Tandy’s inventory tracking system failed to maintain the historical cost basis for individual inventory items, so every new price input for a purchased inventory item changed the historical cost for all earlier purchases, the SEC said.
The system could not support Tandy’s first-in, first-out inventory accounting methodology that the company disclosed in public reports, according to the SEC.
Tandy management, while knowing of the system’s flaws, failed to design a system of controls ensuring that the company recorded transactions in conformity with generally accepted accounting principles.
The company also “failed to retain sufficient, qualified accounting personnel,” and maintain proper disclosure controls (DCP) and procedures and internal control over financial reporting (ICFR), the SEC said.
Greene wrote in Tandy’s entity-wide risk assessment (ERA) that “the structure of operations and the overall industry lends itself to a certain degree of predictability in the company’s financial performance,” according to the SEC.
“Management’s experience (length of time in the industry in particular) creates an ability to pinpoint unusual transactions, trends, fluctuations, etc.,” Greene said in the ERA. “Finally, the company’s financial statements and reporting structure lack complexity which contributes to the probability of more accurate, complete and timely financial statements.”
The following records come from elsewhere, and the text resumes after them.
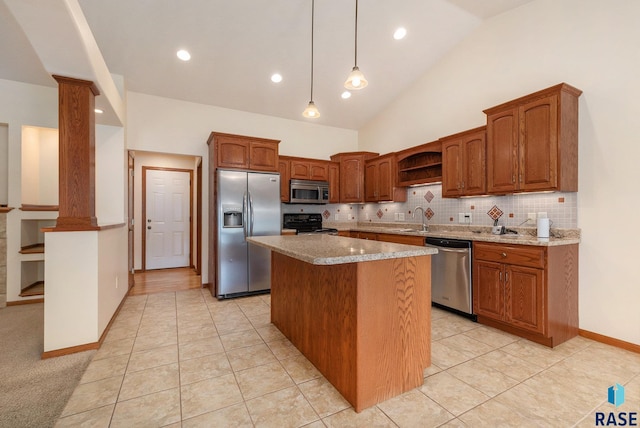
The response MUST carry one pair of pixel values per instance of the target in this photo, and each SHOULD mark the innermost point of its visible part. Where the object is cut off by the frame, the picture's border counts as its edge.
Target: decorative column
(76, 102)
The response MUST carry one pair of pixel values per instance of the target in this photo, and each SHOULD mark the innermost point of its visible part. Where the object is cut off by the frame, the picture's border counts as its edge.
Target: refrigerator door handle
(250, 214)
(245, 211)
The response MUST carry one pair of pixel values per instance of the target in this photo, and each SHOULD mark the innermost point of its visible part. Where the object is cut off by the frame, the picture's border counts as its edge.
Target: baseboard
(610, 341)
(70, 350)
(25, 302)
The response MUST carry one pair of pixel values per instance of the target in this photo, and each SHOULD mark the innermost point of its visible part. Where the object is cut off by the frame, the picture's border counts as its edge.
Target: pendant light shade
(311, 111)
(356, 79)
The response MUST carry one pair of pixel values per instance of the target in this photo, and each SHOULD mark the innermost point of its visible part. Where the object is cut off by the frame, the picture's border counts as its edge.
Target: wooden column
(76, 102)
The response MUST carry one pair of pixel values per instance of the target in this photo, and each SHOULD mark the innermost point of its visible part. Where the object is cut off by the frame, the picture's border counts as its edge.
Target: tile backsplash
(511, 210)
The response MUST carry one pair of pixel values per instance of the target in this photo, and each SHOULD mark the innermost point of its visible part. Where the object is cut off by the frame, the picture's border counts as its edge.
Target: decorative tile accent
(495, 213)
(429, 196)
(429, 213)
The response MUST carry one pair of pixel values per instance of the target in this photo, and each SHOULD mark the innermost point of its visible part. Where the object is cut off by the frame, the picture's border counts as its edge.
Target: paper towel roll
(543, 227)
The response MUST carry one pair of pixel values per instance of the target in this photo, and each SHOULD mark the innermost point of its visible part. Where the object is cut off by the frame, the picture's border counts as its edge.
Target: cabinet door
(263, 156)
(474, 170)
(300, 169)
(451, 169)
(488, 289)
(334, 182)
(232, 153)
(352, 179)
(502, 151)
(283, 169)
(319, 171)
(371, 182)
(539, 144)
(524, 297)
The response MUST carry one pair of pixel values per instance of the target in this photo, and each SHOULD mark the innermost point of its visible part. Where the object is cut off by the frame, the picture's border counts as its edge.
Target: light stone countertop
(326, 249)
(525, 236)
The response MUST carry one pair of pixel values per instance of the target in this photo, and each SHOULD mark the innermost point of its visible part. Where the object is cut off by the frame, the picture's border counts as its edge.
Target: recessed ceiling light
(183, 55)
(400, 33)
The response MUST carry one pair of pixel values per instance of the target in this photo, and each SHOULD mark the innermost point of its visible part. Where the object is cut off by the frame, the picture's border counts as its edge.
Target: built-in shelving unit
(420, 165)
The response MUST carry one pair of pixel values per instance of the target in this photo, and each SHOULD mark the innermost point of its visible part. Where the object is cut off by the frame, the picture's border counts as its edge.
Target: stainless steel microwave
(308, 192)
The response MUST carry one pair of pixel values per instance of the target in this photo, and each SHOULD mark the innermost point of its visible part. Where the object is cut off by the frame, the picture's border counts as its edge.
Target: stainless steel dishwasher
(451, 275)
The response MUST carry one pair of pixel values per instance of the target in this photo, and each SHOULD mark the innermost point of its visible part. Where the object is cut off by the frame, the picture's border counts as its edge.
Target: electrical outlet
(464, 218)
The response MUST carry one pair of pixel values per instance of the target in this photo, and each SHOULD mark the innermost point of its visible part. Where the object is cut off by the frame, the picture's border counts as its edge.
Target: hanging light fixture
(356, 79)
(311, 111)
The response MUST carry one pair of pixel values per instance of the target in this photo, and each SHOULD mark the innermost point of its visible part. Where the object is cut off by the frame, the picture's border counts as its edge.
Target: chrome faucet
(424, 226)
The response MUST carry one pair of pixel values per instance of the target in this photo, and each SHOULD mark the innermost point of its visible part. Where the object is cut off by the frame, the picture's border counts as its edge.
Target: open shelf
(31, 235)
(32, 278)
(420, 165)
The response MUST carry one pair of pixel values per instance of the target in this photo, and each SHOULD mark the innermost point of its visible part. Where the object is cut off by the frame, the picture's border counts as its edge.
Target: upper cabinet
(464, 164)
(334, 182)
(420, 165)
(242, 152)
(352, 175)
(532, 142)
(309, 169)
(380, 180)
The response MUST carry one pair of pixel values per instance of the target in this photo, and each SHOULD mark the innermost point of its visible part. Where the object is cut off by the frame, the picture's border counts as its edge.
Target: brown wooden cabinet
(334, 182)
(380, 180)
(464, 164)
(352, 175)
(242, 152)
(526, 290)
(285, 175)
(420, 165)
(532, 142)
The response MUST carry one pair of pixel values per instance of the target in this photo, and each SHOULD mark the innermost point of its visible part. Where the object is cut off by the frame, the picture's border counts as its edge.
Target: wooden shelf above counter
(420, 165)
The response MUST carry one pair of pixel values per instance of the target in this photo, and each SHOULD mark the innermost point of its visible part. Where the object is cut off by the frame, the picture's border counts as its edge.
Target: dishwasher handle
(449, 250)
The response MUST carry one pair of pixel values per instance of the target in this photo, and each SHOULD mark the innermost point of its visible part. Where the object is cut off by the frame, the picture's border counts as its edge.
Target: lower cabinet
(526, 290)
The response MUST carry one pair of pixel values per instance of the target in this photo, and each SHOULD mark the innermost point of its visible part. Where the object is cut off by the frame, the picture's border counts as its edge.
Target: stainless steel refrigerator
(248, 204)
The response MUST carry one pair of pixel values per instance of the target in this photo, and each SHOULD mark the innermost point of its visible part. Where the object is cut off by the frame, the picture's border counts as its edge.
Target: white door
(167, 220)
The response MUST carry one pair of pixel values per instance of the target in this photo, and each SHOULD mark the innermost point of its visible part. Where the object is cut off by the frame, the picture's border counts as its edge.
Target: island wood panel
(365, 326)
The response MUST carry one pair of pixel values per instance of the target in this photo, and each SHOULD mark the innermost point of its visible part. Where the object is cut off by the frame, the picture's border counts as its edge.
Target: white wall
(589, 44)
(164, 125)
(111, 175)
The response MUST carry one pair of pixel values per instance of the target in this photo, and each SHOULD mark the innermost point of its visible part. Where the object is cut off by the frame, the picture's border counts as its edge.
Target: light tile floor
(185, 359)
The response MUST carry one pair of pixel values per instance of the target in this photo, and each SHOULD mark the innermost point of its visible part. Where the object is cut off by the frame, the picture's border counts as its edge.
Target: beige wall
(592, 45)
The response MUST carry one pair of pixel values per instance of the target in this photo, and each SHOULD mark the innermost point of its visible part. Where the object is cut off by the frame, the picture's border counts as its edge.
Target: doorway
(167, 217)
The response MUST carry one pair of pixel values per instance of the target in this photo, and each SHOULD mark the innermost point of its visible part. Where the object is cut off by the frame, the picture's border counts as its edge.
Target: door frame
(144, 211)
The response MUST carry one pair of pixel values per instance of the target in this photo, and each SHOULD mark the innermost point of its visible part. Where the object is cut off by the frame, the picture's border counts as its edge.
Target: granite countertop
(326, 249)
(525, 236)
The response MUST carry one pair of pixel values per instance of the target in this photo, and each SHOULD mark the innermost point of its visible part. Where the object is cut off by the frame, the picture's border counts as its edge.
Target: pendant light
(311, 111)
(356, 79)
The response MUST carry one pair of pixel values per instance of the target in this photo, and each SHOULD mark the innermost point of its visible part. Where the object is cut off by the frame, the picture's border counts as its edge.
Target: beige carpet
(33, 392)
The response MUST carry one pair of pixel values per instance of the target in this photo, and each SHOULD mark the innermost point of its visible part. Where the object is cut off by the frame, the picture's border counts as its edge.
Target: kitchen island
(358, 310)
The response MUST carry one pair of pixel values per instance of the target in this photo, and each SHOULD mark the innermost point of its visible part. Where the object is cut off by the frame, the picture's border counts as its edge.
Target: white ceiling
(237, 44)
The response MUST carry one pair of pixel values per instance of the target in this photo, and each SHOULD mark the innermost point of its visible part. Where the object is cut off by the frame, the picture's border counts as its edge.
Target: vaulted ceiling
(237, 45)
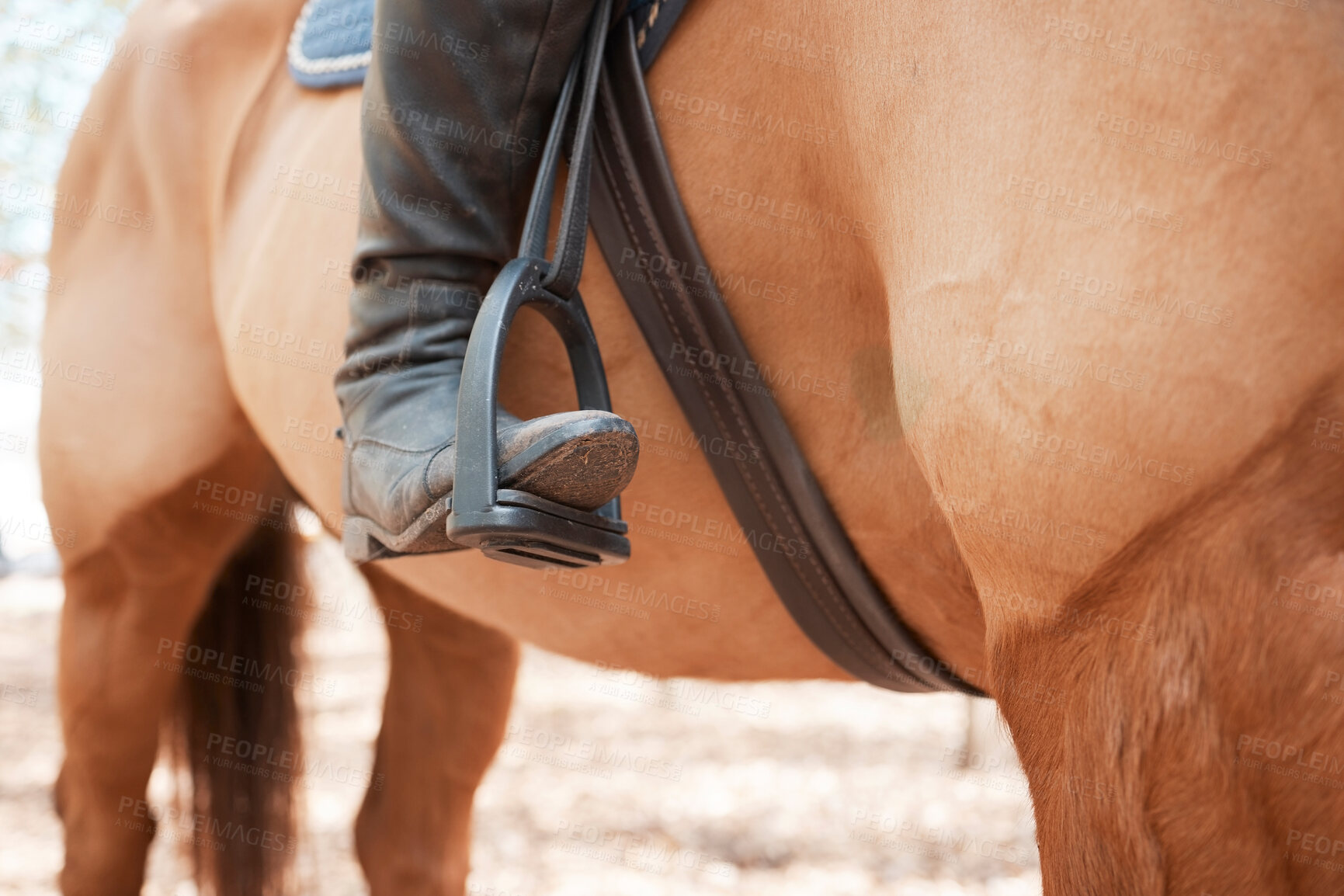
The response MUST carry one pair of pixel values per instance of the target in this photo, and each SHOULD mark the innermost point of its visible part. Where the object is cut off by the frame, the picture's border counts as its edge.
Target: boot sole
(559, 467)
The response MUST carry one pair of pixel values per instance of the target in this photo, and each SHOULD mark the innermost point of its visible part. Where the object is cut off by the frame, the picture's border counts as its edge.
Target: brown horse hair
(246, 842)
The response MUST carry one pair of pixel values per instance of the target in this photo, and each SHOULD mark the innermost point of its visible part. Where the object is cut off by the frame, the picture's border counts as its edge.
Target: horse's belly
(693, 599)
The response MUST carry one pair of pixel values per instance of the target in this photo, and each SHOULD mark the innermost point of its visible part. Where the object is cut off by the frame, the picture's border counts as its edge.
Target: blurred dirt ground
(825, 789)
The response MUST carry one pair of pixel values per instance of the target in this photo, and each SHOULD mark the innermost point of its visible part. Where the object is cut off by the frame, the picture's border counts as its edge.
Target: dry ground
(764, 805)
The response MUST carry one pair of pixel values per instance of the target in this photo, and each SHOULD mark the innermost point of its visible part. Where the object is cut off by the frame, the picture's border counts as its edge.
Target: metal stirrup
(511, 524)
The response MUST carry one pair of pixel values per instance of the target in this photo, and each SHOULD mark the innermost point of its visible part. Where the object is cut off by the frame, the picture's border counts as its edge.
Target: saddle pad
(332, 40)
(331, 43)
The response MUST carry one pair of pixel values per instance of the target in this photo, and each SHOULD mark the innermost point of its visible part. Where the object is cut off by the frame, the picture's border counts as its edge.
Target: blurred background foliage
(51, 54)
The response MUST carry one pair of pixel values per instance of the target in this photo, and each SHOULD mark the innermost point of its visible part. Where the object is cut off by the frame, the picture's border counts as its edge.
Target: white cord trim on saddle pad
(300, 62)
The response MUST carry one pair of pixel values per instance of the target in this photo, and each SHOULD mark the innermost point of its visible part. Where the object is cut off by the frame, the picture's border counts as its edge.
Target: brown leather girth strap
(637, 217)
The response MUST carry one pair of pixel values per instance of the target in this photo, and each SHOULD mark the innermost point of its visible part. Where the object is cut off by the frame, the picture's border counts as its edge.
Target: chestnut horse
(1051, 297)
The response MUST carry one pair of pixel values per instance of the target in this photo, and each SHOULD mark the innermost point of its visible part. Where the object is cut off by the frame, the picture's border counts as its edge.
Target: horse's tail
(239, 731)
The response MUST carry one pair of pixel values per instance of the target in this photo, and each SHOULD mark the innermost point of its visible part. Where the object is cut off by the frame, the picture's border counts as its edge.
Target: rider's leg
(456, 108)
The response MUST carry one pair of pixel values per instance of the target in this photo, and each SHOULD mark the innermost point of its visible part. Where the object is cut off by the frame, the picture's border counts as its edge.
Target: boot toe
(577, 458)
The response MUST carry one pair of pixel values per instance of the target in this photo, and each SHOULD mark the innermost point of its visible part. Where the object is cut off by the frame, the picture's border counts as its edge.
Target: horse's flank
(1051, 301)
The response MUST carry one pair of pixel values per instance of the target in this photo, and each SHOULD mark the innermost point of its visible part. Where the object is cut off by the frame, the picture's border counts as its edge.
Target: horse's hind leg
(1182, 723)
(448, 696)
(130, 605)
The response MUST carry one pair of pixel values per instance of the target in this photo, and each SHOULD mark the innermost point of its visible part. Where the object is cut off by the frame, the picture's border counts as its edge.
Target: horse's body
(1094, 457)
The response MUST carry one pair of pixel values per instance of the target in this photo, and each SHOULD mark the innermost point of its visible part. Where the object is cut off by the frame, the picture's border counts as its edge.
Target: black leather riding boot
(456, 106)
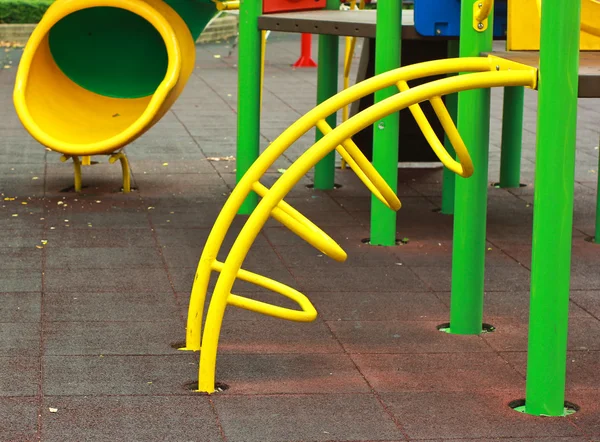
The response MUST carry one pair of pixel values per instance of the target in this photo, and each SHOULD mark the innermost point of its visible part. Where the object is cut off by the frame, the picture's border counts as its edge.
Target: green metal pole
(385, 131)
(597, 231)
(470, 206)
(449, 178)
(512, 136)
(327, 86)
(553, 208)
(248, 131)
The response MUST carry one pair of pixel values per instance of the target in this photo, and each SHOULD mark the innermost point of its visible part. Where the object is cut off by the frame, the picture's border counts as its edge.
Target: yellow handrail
(464, 168)
(486, 76)
(227, 5)
(350, 46)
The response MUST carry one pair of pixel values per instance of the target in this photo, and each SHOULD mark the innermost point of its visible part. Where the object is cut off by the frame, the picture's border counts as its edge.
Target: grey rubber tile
(411, 337)
(305, 417)
(20, 307)
(105, 338)
(20, 339)
(19, 417)
(481, 415)
(150, 418)
(94, 280)
(19, 376)
(119, 375)
(111, 306)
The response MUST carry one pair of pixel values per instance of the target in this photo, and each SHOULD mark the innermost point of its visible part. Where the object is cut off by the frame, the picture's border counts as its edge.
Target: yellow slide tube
(72, 120)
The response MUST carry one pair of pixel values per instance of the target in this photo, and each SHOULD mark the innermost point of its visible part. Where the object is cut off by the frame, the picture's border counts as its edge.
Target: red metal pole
(305, 60)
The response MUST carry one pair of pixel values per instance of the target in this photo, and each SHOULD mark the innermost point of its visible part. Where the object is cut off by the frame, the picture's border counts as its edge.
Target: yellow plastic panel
(524, 27)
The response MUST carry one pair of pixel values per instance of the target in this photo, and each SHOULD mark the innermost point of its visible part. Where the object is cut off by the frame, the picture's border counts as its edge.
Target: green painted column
(553, 208)
(385, 131)
(449, 177)
(512, 136)
(597, 231)
(248, 130)
(327, 86)
(470, 205)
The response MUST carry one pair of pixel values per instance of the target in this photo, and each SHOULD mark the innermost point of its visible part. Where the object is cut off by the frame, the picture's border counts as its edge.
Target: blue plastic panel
(441, 18)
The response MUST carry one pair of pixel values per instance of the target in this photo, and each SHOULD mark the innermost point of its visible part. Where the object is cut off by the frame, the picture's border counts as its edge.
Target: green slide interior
(116, 53)
(110, 51)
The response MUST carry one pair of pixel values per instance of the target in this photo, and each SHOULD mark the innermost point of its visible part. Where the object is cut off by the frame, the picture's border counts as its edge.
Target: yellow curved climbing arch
(485, 73)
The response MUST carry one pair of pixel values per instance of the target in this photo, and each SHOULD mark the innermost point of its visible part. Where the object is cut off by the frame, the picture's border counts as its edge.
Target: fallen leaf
(229, 158)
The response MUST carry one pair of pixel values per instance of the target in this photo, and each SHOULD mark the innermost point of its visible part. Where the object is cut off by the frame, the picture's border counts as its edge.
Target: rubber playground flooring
(94, 290)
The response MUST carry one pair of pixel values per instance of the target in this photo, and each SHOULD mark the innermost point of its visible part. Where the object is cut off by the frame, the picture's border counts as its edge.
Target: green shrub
(23, 11)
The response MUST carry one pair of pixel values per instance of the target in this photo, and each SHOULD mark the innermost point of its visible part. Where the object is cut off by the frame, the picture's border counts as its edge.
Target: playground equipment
(558, 91)
(483, 73)
(96, 75)
(86, 87)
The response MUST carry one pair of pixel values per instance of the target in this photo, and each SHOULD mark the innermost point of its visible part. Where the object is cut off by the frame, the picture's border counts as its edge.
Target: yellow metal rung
(303, 227)
(307, 313)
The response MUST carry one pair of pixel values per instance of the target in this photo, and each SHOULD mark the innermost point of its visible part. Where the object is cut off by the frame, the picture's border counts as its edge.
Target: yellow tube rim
(55, 13)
Yet Greene oversaw an inventory tracking system that dated back to 2000, “could hold only one cost per SKU [stock keeping unit] at a time and did not retain any historical information,” the SEC said. “As a result, when Tandy personnel input a new cost following a purchase for a given SKU, the updated cost applied retroactively to all pre-existing products associated with that SKU.”
Beginning in 2016 at the latest, Tandy said in public reports that “[i]nventory is stated at the lower of cost or net realizable value and is accounted for on the ‘first-in, first-out’ [FIFO] method. This means that sales of inventory treat the oldest item of identical inventory as being the first sold,” the SEC said.
But Tandy could not legitimately value inventory at FIFO because its tracking system updated the historical cost of inventory with the most recent cost, the SEC said. “The inaccurate inventory values flowed from the inventory system to Tandy’s financial system."
Tandy’s financial statements included additional errors because the company lacked qualified personnel to manage its control and financial reporting systems, the SEC said.
The company did not properly capitalize warehouse and handling expenses during the first and third quarters, and improperly classified the expenses as operating expenses. It also did not properly calculate appropriate inventory reserve levels for the lower of cost or net realizable value.
Without admitting or denying the SEC’s findings, Tandy and Greene each consented to cease and desist from further committing or causing these violations and pay civil money penalties of $200,000 and $25,000, respectively. In accepting Tandy’s settlement offer, the SEC took into account remedial actions the company took promptly after learning of the issues detailed in the SEC’s order.